Social media app erodr establishes itself at Mizzou, expands to 15 schools

Drew Halliday had his biggest “ah-ha” moment while sitting in class at the University of Missouri—more than a third of the students around him were checking social media, but none were invested in the social opportunities available nearby.

“I found it slightly strange that we were all kind of buried into our technology, looking at information that comes from outside of the room,” Halliday (right) said in a phone interview. “I think all students inside of the classroom are inherently interested in each other, but there’s no easy way for students inside of a classroom to connect with each other.”

The solution became erodr, a social media app that sets a limit on the time and distance range of posts. With advice from his father, also a tech entrepreneur, Halliday launched the first prototype in August 2012. In November 2012 the app launched in the Apple store, and by January the app’s popularity was increasing rapidly.

Today about 20 percent of the school’s students—about 8,700—are “rodies,” a nickname for the app’s users. The app has more than one million refreshes each week at Mizzou alone. The app’s now open at 15 college campuses across the U.S.

Users set up a profile on the app, which requires a verifiable student email, name and photo. The app’s “streamer” shows posts from all the rodies within a chosen range. 

Halliday said this unique interface encourages users to share their interests and make connections to those nearby. A focus on the present aims to distinguish the app from other social media platforms, such as Facebook and Twitter.

“Facebook is not going to be replaced by erodr in the sense that there will always be a need for Facebook to connect you with your past,” Halliday said. “But what erodr’s designed to do is connect you with the present, and people who are in the same local space as you.”

Posts remain in the app for a limited amount of time—users either set their own time limit on a post or rodies, pronounced “road-ies,” in the area like or dislike posts to affect how long they stay in the app. Users also can post anonymously or filter posts by categories, such as men or women only.

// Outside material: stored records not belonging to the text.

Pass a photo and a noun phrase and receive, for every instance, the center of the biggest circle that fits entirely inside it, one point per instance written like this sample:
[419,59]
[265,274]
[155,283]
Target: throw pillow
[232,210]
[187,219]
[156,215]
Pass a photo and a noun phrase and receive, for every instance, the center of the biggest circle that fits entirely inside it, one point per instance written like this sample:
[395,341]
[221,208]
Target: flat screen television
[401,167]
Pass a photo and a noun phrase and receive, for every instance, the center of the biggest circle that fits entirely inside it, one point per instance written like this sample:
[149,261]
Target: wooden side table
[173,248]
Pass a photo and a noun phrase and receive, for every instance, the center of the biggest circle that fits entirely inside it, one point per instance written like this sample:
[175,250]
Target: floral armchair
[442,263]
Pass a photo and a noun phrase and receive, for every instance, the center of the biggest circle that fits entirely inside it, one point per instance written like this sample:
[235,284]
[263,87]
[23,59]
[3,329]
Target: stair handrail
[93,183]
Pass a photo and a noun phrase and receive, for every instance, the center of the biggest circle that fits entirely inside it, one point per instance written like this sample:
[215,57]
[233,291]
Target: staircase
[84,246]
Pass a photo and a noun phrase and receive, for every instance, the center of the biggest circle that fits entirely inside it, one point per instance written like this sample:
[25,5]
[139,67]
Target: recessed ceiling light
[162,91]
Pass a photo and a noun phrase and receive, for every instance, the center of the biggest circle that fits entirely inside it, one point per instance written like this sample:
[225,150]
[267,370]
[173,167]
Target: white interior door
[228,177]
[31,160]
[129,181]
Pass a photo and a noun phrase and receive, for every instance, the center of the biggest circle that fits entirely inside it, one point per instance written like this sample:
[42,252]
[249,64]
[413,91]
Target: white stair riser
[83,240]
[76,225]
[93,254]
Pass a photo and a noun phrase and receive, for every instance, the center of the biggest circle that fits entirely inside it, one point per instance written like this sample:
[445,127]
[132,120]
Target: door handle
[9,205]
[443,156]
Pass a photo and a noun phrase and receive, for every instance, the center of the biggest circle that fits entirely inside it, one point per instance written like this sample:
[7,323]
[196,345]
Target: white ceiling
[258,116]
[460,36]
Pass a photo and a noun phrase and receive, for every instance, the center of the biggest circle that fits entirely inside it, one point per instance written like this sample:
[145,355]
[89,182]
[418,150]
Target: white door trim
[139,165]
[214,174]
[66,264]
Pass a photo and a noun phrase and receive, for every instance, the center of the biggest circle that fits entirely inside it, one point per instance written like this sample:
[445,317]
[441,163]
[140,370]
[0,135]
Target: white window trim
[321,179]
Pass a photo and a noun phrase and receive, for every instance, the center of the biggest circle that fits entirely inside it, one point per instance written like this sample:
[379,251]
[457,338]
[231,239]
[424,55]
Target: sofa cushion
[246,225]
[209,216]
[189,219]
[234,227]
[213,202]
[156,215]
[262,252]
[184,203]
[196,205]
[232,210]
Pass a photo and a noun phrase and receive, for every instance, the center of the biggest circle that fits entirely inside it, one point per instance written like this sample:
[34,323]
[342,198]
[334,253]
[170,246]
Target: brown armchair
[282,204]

Its time-restrained posts and anonymous option offers users more privacy online. Sites like Facebook establish a social identity for students and Twitter has no “delete all” button for removing an online presence, Halliday said. Many students don’t want something they post on social media to hang over them.

“All content is erased from our servers after it expires,” Halliday said. “What we’re trying to do is make it so everything you do isn’t hanging over you for the rest of your life. That doesn’t mean that we support or encourage behavior that’s adverse to regular social networks, it just means that we’re not archiving and owning all of your information like Facebook does.”

Earlier this month, Halliday moved to Palo Alto, Calif., to expand erodr. The company’s currently in a temporary space, but Halliday is looking to grow his team and app.

From the start, community building has been Halliday’s top priority—erodr hasn’t made any money yet, but Halliday isn’t worried. He said he has seen tremendous growth and adoption of the app.

“I see it being the social network of choice for college students,” Halliday said.